National Business Aviation Association
- Founded: 1947
- Type: Not for profit
- Headquarters: Washington, DC, United States
- Field: Aviation advocacy
- Website: nbaa.org

= National Business Aviation Association =

Aviation organization

The National Business Aviation Association (NBAA) is a professional association and lobbying group for private business aviation.

== Overview ==
NBAA is set up as a 501(c)(6) non-profit entity.

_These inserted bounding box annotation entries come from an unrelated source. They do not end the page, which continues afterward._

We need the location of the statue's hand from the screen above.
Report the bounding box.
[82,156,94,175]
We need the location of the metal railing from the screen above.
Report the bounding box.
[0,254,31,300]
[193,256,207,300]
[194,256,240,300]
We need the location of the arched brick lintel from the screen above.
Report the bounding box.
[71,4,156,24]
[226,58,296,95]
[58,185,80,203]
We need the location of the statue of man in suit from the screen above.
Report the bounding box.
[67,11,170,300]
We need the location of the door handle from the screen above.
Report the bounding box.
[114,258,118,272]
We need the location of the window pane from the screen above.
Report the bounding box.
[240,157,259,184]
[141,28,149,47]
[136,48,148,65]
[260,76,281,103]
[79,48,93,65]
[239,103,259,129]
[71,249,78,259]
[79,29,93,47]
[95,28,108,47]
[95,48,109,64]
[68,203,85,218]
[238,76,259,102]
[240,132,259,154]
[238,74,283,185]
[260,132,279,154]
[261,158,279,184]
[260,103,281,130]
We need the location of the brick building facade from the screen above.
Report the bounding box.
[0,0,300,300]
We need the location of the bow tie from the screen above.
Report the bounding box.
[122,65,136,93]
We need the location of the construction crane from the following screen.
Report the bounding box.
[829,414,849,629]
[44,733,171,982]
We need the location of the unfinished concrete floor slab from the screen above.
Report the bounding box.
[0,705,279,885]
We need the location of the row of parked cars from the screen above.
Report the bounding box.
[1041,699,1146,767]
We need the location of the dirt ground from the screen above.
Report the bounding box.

NBAA organizes conferences and seminars.

Edward M. Bolen has been the president and CEO of NBAA since September 7, 2004. The organization's Board of Directors includes Chairman Lloyd Newton of L3 Technologies, Inc. and Vice Chair/Treasurer Elizabeth Dornak of DuPont Aviation.

=== Opposition to air traffic control privatization ===
NBAA's public policy initiatives in 2018 centered on the organization's opposition to air traffic control privatization. The matter was debated in 2018 as part of the U.S. Federal Aviation Administration's (FAA) congressional reauthorization process. Various proposals for extracting and privatizing air traffic control (ATC) were debated. NBAA's opposition to ATC privatization was motivated by the potential lack of representation on the AANS board (the proposed directors who would oversee a privatized ATC system). "Critics say that, given where the members are drawn from, the board would end up controlled by airline-related interests. They worry that the focus would accordingly be on the major airline corridors, with rural airports and users becoming second-class (or maybe third- or fourth-class) citizens." Ultimately, the FAA reauthorization was passed without including any ATC privatization measures.

=== Taxation ===
The organization supported tax rules in the 2017 Tax Cuts and Jobs Act for deduction of business aircraft costs in the first year (also known as "immediate expensing").

In 2024, the NBAA opposed an Internal Revenue Service crackdown on tax write-offs for private jet travel.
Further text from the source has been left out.